O Supremo Tribunal Federal repetiu pela terceira vez posição favorável a cotas raciais e sociais para o ingresso em instituições de ensino. Por dez votos a um, o STF negou nesta quarta-feira (9) recurso que contestava o sistema existente na Universidade Federal do Rio Grande do Sul (UFRGS).
Em dois julgamentos realizados nas duas últimas semanas, o Supremo já havia confirmado a validade do sistema de cotas. Devido a um mecanismo chamado repercussão geral, o entendimento dos ministros sobre a constitucionalidade das cotas passa a ser aplicado a todos os processos semelhantes que ainda estão aguardando decisão da Justiça. Sem a repercussão, seriam necessárias sentenças individuais em cada um deles.
Em 26 de abril, o tribunal considerou constitucional o sistema de reserva de vagas existente na Universidade de Brasília (UnB). A política de cotas raciais adotada pela UnB em 2004 prevê por dez anos a reserva de 20% das vagas do vestibular exclusivamente para negros e um número anual de vagas para índios independentemente de vestibular.
Naquela decisão, o tribunal decidiu que as políticas de cotas raciais nas universidades estão de acordo com a Constituição e são necessárias para corrigir o histórico de discriminação racial no Brasil.
Já no dia 3 de maio, decisão semelhante foi tomada sobre a existência de cotas sociais e raciais no Programa Universidade para Todos, o Prouni, ação do governo federal que concede bolsas de estudos em universidades particulares a estudantes egressos do ensino público.
Os beneficiários do Prouni devem ter cursado o ensino médio completo em escola da rede pública ou em instituições privadas na condição de bolsista integral. Parte dessas bolsas deve ser concedida a negros, indígenas e pessoas portadoras de necessidades especiais. Além disso, a renda familiar não pode ultrapassar um salário mínimo e meio para a bolsa integral e três salários para a bolsa parcial.
Desigualdade aos desiguais
O recurso foi apresentado por um estudante gaúcho, e chegou ao Supremo Tribunal Federal em 2009. O estudante alega que, em 2008, obteve no vestibular nota suficiente para ingressar na UFRGS, mas que foi excluído devido ao sistema de cotas utilizado pela instituição. À época, a universidade aprovara decisão interna de reservar 30% das vagas existentes para estudantes oriundos do ensino público, e metade destas direcionada a vestibulandos autodeclarados negros.
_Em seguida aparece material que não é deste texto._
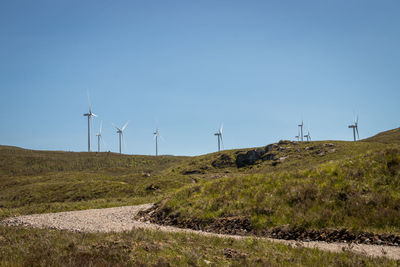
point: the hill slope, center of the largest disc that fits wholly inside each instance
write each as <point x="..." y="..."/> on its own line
<point x="387" y="137"/>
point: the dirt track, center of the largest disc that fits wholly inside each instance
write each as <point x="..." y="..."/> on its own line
<point x="122" y="219"/>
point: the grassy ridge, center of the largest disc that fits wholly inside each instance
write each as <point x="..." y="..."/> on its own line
<point x="36" y="247"/>
<point x="360" y="192"/>
<point x="44" y="181"/>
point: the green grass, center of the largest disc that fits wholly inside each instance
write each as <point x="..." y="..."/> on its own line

Em parecer sobre a ação, a Procuradoria-Geral da República já havia apresentado posicionamento semelhante ao dos julgamentos anteriores que trataram do tema. Entre os argumentos, consta inclusive citação do jurista e político Rui Barbosa, para defender que o tratamento diferenciado é necessário. "Tratar com desigualdade a iguais, ou a desiguais com igualdade, seria desigualdade flagrante, e não igualdade real", diz o parecer.
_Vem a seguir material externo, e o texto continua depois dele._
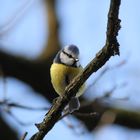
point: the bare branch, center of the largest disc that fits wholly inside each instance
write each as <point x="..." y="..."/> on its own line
<point x="111" y="48"/>
<point x="53" y="43"/>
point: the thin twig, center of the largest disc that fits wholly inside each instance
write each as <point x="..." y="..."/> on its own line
<point x="24" y="136"/>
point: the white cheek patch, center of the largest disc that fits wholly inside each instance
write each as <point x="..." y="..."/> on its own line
<point x="65" y="59"/>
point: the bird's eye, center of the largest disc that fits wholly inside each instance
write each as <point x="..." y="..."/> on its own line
<point x="70" y="56"/>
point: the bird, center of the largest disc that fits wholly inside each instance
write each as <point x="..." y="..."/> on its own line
<point x="64" y="68"/>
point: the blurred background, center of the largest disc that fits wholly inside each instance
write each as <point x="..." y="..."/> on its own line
<point x="31" y="33"/>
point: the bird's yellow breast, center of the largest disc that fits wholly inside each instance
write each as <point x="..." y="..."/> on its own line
<point x="58" y="77"/>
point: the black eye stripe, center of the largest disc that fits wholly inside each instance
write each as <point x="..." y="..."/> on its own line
<point x="67" y="54"/>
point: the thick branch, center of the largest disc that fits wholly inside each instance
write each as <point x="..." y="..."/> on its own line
<point x="6" y="132"/>
<point x="110" y="49"/>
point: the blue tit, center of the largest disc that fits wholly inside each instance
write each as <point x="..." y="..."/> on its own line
<point x="65" y="67"/>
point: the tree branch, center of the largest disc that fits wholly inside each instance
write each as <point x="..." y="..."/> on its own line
<point x="53" y="43"/>
<point x="110" y="49"/>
Advogado do estudante, Caetano Cuervo Lo Pumo contestou o foco do argumento do Ministério Público e criticou o modelo adotado pela universidade, que considerou inefetivo. "São ações totalmente descompromissadas com o futuro. O sistema não é razoável, não trata os desiguais na medida em que são desiguais e traz um sentimento de gritante injustiça. É portanto inconstitucional e não pode ser aplicado", alegou ele.
Experimentalismo
Relator do processo, o ministro Ricardo Lewandowski lembrou que ocorreram longos debates sobre o mesmo tema nos julgamentos anteriores para rejeitar a contestação feita ao sistema. Ele citou a autonomia universitária como argumento para a decisão da universidade de implantar seu próprio formato para as cotas, e disse que o modelo adotado pela UFRGS está de acordo com o que foi considerado constitucional pela corte.
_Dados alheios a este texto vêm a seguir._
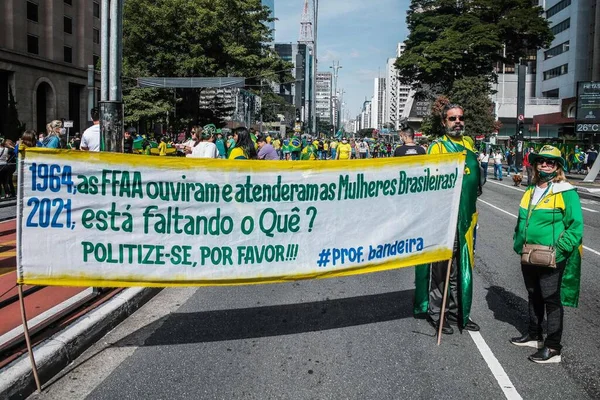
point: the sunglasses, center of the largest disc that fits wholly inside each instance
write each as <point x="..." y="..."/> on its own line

"Nós estamos fazendo por uma fase de certo experimentalismo, em que cada universidade procura atingir as metas da Constituição, sobretudo no que diz respeito ao atingimento de uma sociedade mais justa e mais moderna", disse Lewandowski ao negar o recurso. O sistema escolhido pela UFRGS foi elogiado por ministros como Rosa Weber, ex-estudante da universidade, e Luiz Fux.
Único a discordar da maioria, o ministro Marco Aurélio Mello questionou o critério adotado para a reserva de vagas baseada na origem dos estudantes, no caso, oriundos de escolas públicas.
"Uma coisa é ter-se a busca do tratamento igualitário presente à raça, presente até mesmo o gênero, como ocorreu no campo eleitoral", argumentou o ministro. "Algo diverso é passar-se a distinguir conforme a escola de origem, e entender-se que em se tratando de uma escola pública, que deve proporcionar um ensino até mesmo de melhor qualidade, tem-se aí algo a justificar um tratamento diferenciado no tocante ao vestibular."